A few hundred thousand gamers beg to differ (especially South Koreans). What about StarCraft? They have TV channels dedicated to StarCraft and other gaming tournaments. What about WCG? Millions of people already been there, some of them even attended the tournament. You can watch matches of a wide variety of games online, even with commentator voiceovers. This may seem insignificant compared to the rest of the world, but games, especially RTSs, have developed a real spectator sport side of their own. I myself watch StarCraft and C&C 3 matches from time to time online. Gaming have become a spectator sport already, just some people are not aware of it.

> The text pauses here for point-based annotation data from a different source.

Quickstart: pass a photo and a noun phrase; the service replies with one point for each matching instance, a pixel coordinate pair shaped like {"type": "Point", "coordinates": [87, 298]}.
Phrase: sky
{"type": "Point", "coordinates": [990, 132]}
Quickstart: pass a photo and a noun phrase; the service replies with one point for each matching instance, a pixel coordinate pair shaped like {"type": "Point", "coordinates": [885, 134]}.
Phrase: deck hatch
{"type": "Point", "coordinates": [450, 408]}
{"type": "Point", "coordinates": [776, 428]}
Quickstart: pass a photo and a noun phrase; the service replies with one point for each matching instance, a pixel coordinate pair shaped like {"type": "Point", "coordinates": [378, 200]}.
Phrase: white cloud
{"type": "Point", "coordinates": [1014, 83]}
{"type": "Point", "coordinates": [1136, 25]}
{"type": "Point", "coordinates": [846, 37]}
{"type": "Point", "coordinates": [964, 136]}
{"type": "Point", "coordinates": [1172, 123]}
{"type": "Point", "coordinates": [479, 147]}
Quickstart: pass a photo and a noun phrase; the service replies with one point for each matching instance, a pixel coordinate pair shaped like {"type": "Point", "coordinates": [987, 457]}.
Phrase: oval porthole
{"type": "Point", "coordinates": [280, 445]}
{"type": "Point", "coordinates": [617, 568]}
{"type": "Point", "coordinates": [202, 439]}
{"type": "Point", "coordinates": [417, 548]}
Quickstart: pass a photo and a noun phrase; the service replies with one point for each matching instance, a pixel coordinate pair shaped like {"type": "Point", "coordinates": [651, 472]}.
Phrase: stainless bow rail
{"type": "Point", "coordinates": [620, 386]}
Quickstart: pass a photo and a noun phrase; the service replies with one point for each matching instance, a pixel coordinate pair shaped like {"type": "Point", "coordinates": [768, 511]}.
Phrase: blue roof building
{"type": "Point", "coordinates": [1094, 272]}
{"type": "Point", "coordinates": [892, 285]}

IMHO, the whole article is a little racist. Don't get me wrong, but I don't think racial diversity and segregation is that big of an issue in gaming. Yes, some people are throwing around racial slur and thrash-talk during gaming, but it's not a matter of racism, it's a matter of education and upbringing.

I myself had no problem playing with other people belonging to a wide variety of human subgroups, blacks, asians, latinos, philippinos...etc. They are just people too, wanting to play a game and have fun. I even made friends with some. On the other hand, I did meet some obnoxious douchebags, who threw around racist remarks and thrash-talk, but they were like this towards everyone, not just the (other) minorities. These people are usually sorry losers and have self confidence issues or whatever. They are like this because they are protected by the anonymity of the internet and huge distances. They won't say these things in person. As for picking characters in a game, usefulness, playing style and power is what matters, not the character's race.
I'd type a response but this was already said, Sooo... seconded.